Ed ho ovviamente atteso l'opera con devota ed inginocchiata adorazione aprioristica. Sì, perché l'opera in studio ha sempre un che di meditato, di studiato, di ponzato, che nell'immediatezza della creazione live non può esistere (pur essendo, per altri versi -ma, appunto...: per altri- il live opera ontologicamente superiore...).

E di solito l'impresa di studio, se rischia di essere carente in quanto ad anima, è però spesso costruita e affascinante, soprattutto se l'autore e il regista del tutto è un artista del calibro di Keith Jarrett. Ed il compagno di viaggio non è una comparsata qualunque, ma quell'antico e perfetto compagno di viaggio di Charlie Haden.

Dunque, le aspettative erano altissime. Talmente alte che si aspettavano, in realtà, solo gli argomenti "a conferma". E invece l'opera, ascoltata e "vissuta" più volte, merita un approfondimento di gran lunga superiore a quello che ci si sarebbe aspettati di dover affrontare. In più, si leggono recensioni entusiastiche, lacrimevoli, inginocchiate...

Intendiamoci: io reputo Keith Jarrett niente meno che Dio. Ma non è detto che, aprioristicamente, tutte le ciambelle siano le più belle del mondo, col buco più bello del mondo, prove inoppugnabile dell'esistenza dello stesso Dio...; quindi, in soldoni, mi permetto il pericoloso lusso di una controtendenza jarrettiana.
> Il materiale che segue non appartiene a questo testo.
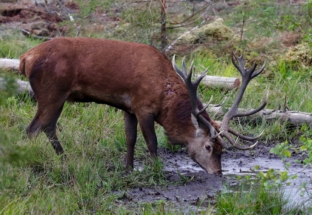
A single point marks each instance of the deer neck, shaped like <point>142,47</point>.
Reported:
<point>175,115</point>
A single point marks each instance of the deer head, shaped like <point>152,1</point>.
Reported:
<point>209,133</point>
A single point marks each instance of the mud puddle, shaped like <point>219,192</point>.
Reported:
<point>199,188</point>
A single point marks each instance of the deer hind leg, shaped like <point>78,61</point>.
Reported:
<point>45,119</point>
<point>147,127</point>
<point>131,127</point>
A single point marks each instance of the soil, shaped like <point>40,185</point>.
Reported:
<point>199,188</point>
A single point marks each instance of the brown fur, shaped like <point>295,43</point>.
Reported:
<point>133,77</point>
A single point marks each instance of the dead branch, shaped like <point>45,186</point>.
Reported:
<point>295,118</point>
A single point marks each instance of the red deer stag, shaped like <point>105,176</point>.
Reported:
<point>135,78</point>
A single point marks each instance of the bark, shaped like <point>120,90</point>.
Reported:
<point>225,83</point>
<point>293,117</point>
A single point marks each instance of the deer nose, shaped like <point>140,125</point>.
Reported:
<point>218,172</point>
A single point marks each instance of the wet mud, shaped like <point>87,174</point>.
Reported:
<point>198,189</point>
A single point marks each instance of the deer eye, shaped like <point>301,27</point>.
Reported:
<point>208,148</point>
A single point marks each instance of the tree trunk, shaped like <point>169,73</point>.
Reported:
<point>293,117</point>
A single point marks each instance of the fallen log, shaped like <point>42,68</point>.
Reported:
<point>22,86</point>
<point>9,64</point>
<point>295,118</point>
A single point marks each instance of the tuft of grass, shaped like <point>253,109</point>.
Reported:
<point>254,199</point>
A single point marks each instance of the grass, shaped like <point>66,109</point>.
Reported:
<point>35,180</point>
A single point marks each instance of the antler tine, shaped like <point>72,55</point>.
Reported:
<point>184,67</point>
<point>206,106</point>
<point>247,76</point>
<point>180,73</point>
<point>243,137</point>
<point>192,90</point>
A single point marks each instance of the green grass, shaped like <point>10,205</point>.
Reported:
<point>255,200</point>
<point>35,180</point>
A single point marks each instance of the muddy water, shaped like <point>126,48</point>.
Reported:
<point>199,188</point>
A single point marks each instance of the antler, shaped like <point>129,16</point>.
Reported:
<point>192,90</point>
<point>247,76</point>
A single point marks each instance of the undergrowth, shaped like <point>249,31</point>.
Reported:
<point>86,179</point>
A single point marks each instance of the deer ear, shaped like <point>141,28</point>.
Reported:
<point>195,122</point>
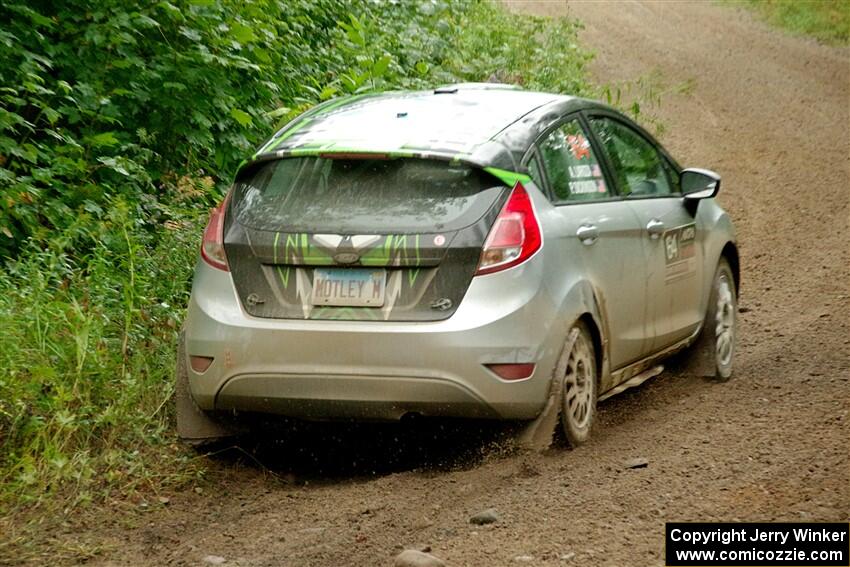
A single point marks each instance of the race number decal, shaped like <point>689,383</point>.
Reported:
<point>679,252</point>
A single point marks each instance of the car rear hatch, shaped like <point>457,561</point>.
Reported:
<point>358,237</point>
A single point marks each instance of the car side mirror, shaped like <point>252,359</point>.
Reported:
<point>699,183</point>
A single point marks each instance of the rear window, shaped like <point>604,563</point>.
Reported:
<point>313,194</point>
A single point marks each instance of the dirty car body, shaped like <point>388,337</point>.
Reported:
<point>427,253</point>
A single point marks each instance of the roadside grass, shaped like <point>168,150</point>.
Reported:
<point>825,20</point>
<point>90,307</point>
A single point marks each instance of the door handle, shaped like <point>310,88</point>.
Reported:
<point>654,227</point>
<point>588,234</point>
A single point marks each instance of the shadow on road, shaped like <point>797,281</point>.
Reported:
<point>333,451</point>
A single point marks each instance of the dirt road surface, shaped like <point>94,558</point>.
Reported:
<point>768,111</point>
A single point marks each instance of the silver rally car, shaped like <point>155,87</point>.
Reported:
<point>474,251</point>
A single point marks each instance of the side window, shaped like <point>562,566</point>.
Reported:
<point>639,167</point>
<point>534,170</point>
<point>571,168</point>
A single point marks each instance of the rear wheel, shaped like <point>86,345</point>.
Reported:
<point>713,352</point>
<point>578,406</point>
<point>721,320</point>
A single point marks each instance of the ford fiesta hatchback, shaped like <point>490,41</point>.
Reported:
<point>474,251</point>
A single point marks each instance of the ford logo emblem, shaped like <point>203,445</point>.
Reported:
<point>346,258</point>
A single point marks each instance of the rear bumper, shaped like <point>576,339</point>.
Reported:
<point>377,370</point>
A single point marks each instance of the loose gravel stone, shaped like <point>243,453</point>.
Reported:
<point>488,516</point>
<point>414,558</point>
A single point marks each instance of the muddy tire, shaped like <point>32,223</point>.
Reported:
<point>713,353</point>
<point>578,400</point>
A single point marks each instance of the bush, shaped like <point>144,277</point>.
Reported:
<point>120,123</point>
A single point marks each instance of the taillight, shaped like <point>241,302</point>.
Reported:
<point>515,235</point>
<point>212,246</point>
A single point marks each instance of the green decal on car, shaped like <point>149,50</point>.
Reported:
<point>510,178</point>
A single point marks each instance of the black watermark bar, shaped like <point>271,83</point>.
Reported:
<point>758,544</point>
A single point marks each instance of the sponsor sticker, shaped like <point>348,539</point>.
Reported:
<point>679,252</point>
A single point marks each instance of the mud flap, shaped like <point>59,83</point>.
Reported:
<point>699,358</point>
<point>539,434</point>
<point>194,426</point>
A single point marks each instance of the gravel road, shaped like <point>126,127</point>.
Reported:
<point>771,113</point>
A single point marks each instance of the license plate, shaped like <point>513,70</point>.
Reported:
<point>348,287</point>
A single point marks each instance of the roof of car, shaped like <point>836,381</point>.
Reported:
<point>450,121</point>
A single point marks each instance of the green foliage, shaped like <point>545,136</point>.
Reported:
<point>537,53</point>
<point>120,124</point>
<point>826,20</point>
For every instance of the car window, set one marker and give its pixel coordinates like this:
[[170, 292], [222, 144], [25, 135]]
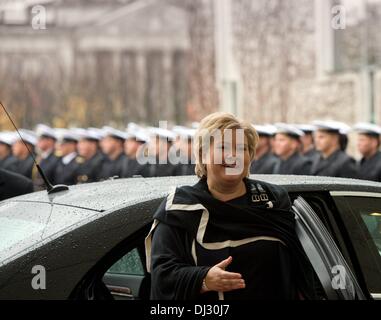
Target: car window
[[372, 222], [362, 218], [130, 264]]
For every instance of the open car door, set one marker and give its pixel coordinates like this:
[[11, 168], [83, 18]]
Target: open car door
[[335, 276]]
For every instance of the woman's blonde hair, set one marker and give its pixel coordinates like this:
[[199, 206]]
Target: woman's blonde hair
[[220, 121]]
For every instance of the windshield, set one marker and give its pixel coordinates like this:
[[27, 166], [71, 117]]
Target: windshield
[[24, 225]]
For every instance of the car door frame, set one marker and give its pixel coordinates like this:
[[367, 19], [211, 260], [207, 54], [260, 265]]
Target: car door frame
[[358, 194], [323, 253]]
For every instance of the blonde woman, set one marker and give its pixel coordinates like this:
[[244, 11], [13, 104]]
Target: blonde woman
[[228, 236]]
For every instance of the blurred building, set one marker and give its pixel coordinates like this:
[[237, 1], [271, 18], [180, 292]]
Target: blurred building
[[95, 62], [100, 61]]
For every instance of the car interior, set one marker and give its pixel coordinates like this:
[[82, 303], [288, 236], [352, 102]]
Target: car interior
[[122, 274]]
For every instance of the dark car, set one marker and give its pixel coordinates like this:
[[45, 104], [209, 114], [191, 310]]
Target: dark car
[[88, 242]]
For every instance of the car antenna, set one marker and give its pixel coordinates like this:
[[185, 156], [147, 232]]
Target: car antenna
[[50, 188]]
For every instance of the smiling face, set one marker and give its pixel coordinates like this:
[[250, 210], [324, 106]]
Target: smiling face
[[229, 158]]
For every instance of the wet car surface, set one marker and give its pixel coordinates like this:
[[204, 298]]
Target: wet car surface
[[90, 239]]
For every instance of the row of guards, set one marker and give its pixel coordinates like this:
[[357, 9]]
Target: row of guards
[[78, 155]]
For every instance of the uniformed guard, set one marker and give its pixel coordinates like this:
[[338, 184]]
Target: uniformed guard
[[308, 144], [46, 156], [333, 161], [368, 144], [88, 149], [265, 160], [113, 147], [184, 151], [24, 154], [67, 170], [7, 160], [158, 154], [287, 147], [133, 147], [13, 184]]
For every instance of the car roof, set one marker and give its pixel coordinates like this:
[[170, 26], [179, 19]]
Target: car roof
[[106, 195]]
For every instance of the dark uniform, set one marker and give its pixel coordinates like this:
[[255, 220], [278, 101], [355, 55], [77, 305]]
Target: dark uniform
[[12, 185], [25, 167], [158, 170], [265, 164], [370, 169], [91, 169], [185, 169], [312, 154], [338, 164], [9, 163], [48, 166], [273, 270], [111, 168], [131, 167], [296, 164], [68, 173]]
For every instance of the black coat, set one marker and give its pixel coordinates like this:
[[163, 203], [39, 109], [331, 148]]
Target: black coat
[[111, 168], [48, 166], [193, 231], [91, 169], [265, 164], [10, 163], [131, 167], [338, 164], [370, 169], [25, 167], [296, 164], [12, 185], [185, 169], [68, 174], [158, 170]]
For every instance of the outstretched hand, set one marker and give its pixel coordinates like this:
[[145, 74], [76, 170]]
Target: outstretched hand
[[217, 279]]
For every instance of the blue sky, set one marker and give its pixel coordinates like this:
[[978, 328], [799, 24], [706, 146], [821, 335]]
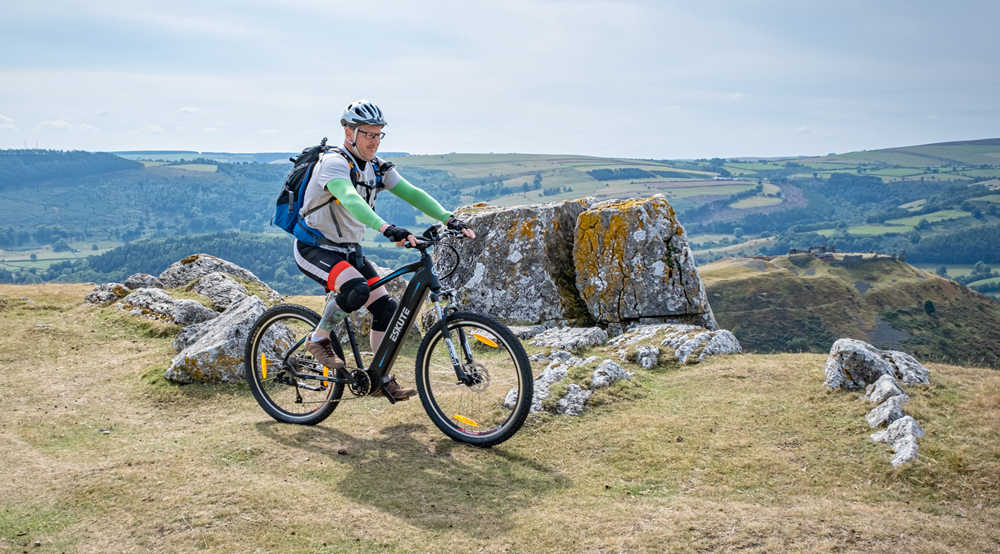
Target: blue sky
[[636, 79]]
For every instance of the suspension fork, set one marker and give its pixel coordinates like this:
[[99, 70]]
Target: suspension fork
[[443, 313]]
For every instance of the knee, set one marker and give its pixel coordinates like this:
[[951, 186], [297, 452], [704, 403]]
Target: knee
[[353, 295], [382, 310]]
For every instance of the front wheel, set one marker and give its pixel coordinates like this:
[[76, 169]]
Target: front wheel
[[282, 374], [493, 401]]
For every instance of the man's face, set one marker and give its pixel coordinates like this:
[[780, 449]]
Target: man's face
[[368, 139]]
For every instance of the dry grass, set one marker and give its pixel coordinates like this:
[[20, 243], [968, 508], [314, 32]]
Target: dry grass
[[738, 453]]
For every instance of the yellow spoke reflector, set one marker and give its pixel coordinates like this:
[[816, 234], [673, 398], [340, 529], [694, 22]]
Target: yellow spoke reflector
[[484, 340], [465, 420]]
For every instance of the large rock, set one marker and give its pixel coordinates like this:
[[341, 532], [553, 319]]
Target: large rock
[[688, 344], [213, 351], [221, 289], [854, 364], [633, 264], [520, 266], [183, 272], [902, 435], [157, 304], [107, 293]]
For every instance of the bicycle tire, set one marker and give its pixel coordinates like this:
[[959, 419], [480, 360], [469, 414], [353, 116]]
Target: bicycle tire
[[275, 340], [493, 409]]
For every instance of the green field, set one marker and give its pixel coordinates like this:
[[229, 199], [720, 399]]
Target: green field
[[933, 217]]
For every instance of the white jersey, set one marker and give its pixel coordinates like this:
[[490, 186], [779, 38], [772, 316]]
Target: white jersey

Mi verrebbe poi d'istinto il mantra menandriano "poi ci pentiamo...poi ci pentiamo...", ma non posso proprio dire d'aver goduto dove non ho goduto, d'aver visto l'afflato dell'anima dove purtroppo non l'ho visto.

Intendiamoci ancora: questi due ex ragazzi suonano eccome, il disco è un sottofondo perfetto per una cena o una ciulatina di classe... Ma a questo si devono ridurre due giganti...? Haden sì, obiettivamente: molti suoi dischi (su tutti il perfetto "Nocturne") sono vero sottofondo di lusso, talmente bello da esser oggettivamente incriticabile (come in parte rimane comunque questo disco), ma, nel nostro caso, c'è un preoccupante rischio "piattume": Haden suona in basic; certo, si può sostenere che come "batte i quarti" lui non li batte nessuno, e probabilmente è vero, ma, anche qui, non sempre riesce il gioco dell'emozione d'un minimalismo così estremo.

Il Jarrett di questo disco è stato dai più avvicinato a quello solitarissimo di "The melody at night with you". Errore marchiano, a mio avviso, anche se ammetto esser difficile da vedere. Là Keith era minimalista ma inesploso, perfetto nel tocco e nel fraseggio, etereo, apparentemente inconsistente ed invece consistentissimo. Qui è piatto (dio mi perdoni...). Poco ispirato. Ogni frase è "telefonata" benché oggettivamente splendida, così come lo è un solo di BB King.

Tutto scorre bene, per carità, ma l'emozione resta lontana. Da due nomi del genere c'è sempre da aspettarsi di più che un sottofondo cinque stelle. Anche se anche quello, ogni tanto, può servire...: insomma, è meglio sentire questo disco strafugnando una ventenne e sorseggiando un buon Gosset che sentire gigidaless giocando a ramino con una cinquantenne e tracannando un tavernello ghiacciato.

Ma Jarrett sarebbe felice di avere il compito di dar ragione a Catalano?